2.3. Measurement of PAL enzyme kinetic parameters

PAL enzyme activity was determined based on a previous report [25]. First, 96 μL of 30 mM Phe solution was added to a 96-well plate and incubated at 30 °C for 6 min. Next, 4 μL of PAL enzyme solution was added and the absorbance at 275 nm was immediately measured every 5 s at 30 °C. Specific activity was calculated based on the O.D. at 275 nm for 80 s using a SpectraMax M2e (Molecular Devices, CA, USA). The path length was set at 0.28 cm. Molar absorption coefficients for trans-cinnamic acid and p-hydroxycinnamic acid were 17.212 and 13.426 mM−1 cm−1, respectively.
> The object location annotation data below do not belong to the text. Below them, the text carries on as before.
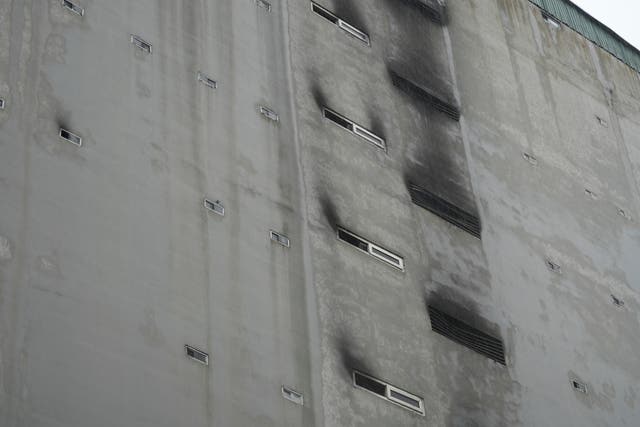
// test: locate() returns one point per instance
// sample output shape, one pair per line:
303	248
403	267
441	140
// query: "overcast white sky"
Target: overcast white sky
619	15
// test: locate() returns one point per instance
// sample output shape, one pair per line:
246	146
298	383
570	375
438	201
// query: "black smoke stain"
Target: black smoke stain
329	211
351	357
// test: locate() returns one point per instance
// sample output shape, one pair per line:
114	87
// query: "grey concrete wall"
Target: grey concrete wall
109	263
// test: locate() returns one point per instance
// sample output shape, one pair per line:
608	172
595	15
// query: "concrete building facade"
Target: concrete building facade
361	212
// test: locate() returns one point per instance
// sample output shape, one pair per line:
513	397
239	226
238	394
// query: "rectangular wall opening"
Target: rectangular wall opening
354	128
388	392
371	249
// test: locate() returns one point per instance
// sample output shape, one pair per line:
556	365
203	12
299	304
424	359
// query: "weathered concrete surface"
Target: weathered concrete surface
109	263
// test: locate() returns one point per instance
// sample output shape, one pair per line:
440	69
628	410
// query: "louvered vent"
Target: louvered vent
425	95
445	210
466	335
432	9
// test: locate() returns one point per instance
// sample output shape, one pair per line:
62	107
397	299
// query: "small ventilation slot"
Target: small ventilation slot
207	81
617	301
370	248
388	392
138	42
215	207
197	355
280	238
445	210
466	335
343	25
354	128
269	114
432	9
70	137
425	95
71	6
264	4
579	386
292	395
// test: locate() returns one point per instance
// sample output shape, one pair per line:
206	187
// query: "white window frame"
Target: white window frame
207	81
343	25
204	354
374	250
72	137
292	395
356	129
387	395
279	238
73	7
216	207
141	44
264	4
269	113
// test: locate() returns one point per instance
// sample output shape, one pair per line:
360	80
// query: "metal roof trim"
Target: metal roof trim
580	21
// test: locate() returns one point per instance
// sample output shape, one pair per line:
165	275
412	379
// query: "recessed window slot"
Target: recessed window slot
433	10
388	392
602	121
215	207
617	301
138	42
343	25
280	238
530	158
264	4
551	20
371	249
197	355
70	137
425	95
579	386
269	114
292	395
446	210
207	81
354	128
71	6
466	335
553	267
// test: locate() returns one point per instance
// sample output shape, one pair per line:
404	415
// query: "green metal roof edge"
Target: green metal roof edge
592	29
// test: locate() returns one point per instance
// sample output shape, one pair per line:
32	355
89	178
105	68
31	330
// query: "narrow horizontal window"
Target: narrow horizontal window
466	335
70	137
292	395
280	238
370	248
579	386
207	81
269	114
617	301
140	43
445	210
354	128
553	267
551	20
264	4
432	9
73	7
425	95
388	392
343	25
197	355
216	207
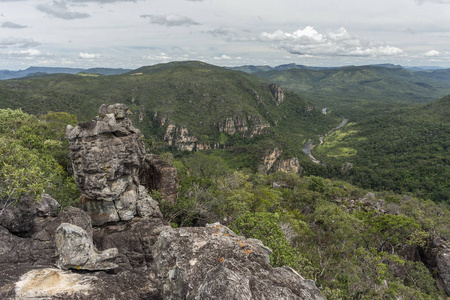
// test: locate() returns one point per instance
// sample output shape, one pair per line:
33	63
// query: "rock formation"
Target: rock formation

2.4. Measurement of blood phenylalanine levels

A total of 18 patients (14 classical PKU and 4 BH4-responsive hyperphenylalaninemia) were included. Blood samples from patients and healthy volunteers were collected with informed consent. Plasma Phe levels were determined using high-performance liquid chromatography (HPLC) at BML, Inc. (Tokyo, Japan). The plasma was deproteinized, separated by HPLC, and incubated with ninhydrin reagent using an L-8900 automated amino acid analyzer (Hitachi High-Technologies, Tokyo, Japan). Dried blood spot (DBS) Phe levels were measured by tandem mass spectrometry (TQD, Waters, Manchester, UK). The precursor ion (m/z), fragment ion (m/z), Dwell (s), Cone (V), and Collision (V) of Phe were set to 166.1, 120.1, 0.050, 20, 15, respectively. Ammonia concentrations were measured with a PocketChem Ammonia Checker II (Arkray Inc., Kyoto, Japan) and a PocketChem BA PA-4140 (Arkray Inc., Kyoto, Japan).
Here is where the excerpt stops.